Tuesday, November 29, 2011

Cranberry Oat Bran Muffins

This versatile muffin recipe came from a small book many years ago called "Simple Living".  And they really are simple. I've varied the recipe over the years adding different combinations of
fruit, dried fruits, nuts, and  spices.  They're all good!  And they freeze really well too.  There's defnitely plenty of fiber in these muffins, and very little fat (other than from the eggs and milk) -- which means I get to add lots of ghee or butter before eating.
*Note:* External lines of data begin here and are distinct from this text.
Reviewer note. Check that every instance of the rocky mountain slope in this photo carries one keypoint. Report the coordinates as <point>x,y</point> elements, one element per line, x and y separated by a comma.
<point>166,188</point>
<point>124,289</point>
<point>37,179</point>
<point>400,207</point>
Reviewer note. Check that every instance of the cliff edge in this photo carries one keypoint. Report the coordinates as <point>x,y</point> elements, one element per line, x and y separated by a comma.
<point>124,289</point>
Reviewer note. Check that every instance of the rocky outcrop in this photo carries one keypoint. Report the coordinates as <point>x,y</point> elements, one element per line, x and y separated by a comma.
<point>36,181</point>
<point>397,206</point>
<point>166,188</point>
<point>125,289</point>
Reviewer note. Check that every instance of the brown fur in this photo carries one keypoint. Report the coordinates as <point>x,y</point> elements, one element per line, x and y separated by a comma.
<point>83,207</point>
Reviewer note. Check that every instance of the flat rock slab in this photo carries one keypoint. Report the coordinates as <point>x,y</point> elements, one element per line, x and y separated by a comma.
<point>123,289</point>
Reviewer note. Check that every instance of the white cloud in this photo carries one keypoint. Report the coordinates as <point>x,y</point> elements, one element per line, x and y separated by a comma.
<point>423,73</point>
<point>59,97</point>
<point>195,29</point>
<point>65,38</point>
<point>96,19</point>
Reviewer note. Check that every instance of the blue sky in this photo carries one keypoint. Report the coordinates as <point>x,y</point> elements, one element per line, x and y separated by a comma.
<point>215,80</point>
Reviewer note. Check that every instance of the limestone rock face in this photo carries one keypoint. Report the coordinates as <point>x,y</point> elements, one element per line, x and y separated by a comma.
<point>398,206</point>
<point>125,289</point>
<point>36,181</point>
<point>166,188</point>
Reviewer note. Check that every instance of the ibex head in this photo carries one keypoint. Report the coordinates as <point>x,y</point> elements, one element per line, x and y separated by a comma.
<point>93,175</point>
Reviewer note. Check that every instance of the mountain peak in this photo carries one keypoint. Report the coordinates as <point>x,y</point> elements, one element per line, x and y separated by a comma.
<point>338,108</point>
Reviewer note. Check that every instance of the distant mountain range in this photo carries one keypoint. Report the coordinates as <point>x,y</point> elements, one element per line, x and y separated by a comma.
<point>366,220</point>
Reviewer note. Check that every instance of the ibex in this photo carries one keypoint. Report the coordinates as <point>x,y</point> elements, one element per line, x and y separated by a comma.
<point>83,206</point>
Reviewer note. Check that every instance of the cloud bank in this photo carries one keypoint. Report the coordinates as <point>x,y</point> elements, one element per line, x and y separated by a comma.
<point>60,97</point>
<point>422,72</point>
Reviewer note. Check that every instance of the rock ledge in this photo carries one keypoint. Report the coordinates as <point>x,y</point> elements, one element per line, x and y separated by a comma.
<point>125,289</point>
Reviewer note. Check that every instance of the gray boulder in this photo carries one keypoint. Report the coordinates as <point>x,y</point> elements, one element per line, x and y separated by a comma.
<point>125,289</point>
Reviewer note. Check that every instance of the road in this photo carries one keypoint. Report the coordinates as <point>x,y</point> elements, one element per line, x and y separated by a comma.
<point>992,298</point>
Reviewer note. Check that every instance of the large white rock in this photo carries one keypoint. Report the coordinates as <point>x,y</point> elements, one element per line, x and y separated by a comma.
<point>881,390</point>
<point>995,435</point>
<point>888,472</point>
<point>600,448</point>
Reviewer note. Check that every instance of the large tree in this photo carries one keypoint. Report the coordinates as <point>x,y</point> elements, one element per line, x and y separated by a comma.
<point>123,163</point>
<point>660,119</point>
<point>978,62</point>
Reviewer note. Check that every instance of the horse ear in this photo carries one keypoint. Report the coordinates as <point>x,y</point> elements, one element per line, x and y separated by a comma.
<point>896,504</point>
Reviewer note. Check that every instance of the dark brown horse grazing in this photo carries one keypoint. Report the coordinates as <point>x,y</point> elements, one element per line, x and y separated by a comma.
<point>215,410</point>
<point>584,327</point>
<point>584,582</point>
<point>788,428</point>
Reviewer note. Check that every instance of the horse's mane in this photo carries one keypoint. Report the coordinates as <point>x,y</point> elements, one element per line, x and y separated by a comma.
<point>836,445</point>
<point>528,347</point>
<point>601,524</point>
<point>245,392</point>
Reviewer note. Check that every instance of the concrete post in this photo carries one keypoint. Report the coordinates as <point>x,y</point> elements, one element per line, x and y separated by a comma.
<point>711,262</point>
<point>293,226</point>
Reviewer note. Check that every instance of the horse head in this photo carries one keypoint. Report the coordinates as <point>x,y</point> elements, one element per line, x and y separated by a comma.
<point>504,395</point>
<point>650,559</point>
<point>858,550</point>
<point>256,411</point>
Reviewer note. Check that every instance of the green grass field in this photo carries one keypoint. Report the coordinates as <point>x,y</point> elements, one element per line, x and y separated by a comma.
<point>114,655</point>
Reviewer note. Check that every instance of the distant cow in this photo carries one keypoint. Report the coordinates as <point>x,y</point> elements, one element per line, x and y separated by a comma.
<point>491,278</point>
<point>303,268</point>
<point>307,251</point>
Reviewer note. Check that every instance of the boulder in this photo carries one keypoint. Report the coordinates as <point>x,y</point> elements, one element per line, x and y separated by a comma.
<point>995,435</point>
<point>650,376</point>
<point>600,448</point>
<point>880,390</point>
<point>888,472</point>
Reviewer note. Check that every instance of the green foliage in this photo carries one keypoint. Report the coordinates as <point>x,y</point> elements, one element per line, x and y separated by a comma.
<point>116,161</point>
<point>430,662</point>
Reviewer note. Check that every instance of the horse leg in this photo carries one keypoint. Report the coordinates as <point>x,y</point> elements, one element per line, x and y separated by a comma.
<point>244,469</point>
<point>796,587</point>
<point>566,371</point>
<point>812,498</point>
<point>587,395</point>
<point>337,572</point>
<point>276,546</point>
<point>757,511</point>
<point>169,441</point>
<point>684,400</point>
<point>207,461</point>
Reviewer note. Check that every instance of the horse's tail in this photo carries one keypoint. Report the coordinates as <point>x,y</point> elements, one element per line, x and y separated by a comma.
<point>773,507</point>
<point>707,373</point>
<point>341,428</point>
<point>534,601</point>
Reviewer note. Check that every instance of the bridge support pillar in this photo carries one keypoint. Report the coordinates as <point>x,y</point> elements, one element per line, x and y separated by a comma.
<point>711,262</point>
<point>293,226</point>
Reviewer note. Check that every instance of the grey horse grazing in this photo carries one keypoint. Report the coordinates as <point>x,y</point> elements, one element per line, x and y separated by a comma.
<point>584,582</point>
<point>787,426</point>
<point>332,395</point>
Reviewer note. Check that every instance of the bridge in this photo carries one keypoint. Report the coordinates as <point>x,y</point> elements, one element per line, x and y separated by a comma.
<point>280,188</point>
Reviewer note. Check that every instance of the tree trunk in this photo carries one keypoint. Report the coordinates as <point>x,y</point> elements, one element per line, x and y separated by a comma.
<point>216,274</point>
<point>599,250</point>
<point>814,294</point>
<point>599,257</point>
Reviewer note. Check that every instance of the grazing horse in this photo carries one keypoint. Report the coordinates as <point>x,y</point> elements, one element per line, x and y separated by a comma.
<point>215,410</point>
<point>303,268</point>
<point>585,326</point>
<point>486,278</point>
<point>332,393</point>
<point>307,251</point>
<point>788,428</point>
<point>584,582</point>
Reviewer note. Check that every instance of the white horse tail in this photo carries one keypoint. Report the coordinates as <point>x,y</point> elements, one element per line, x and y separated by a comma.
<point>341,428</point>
It may seem strange at first to use just plain oat bran, with no additional flour(s), but try it.  You'll see that no other flours are needed at all -- they're delicious just as they are, with the canned pineapple giving plenty of moistness.

2-1/4 cups oat bran
1/4 t. salt
2 t. baking powder
1/4 - 1/2 cup brown sugar or xylitol (or sweetener of your choice)
1/2 - 1 tsp. cinnamon or up to 1 tsp total of any spices (I've also used nutmeg and cardamom with the cinnamon)
8 oz can crushed pineapple, in its own juice (including any juice)
1 med. ripe banana, mashed  (very optional)
1 cup milk (of any kind)
2 eggs
1/2 to 1 cup dried cranberries, cherries, raisins, apricots, or any dried fruit
1/2 to 1 cup chopped nuts (almonds, sunflower, or walnuts; or place one large pecan or walnut in the bottom of each muffin tin for a little surprise)
Makes 12 muffins

Preheat oven to 400 and butter the muffin tins.  Mix dry ingredients together, and wet ingredients together, then add wet to dry.  Add the dried fruit and nuts at the end, mix briefly, then add as soon as possible to the muffin tins.  The oat bran will begin soaking up the liquid so it's best to get it in the oven so it can start baking.  Bake at 400 for about 15 minutes, maybe a bit longer if your oven bakes slow.  Enjoy!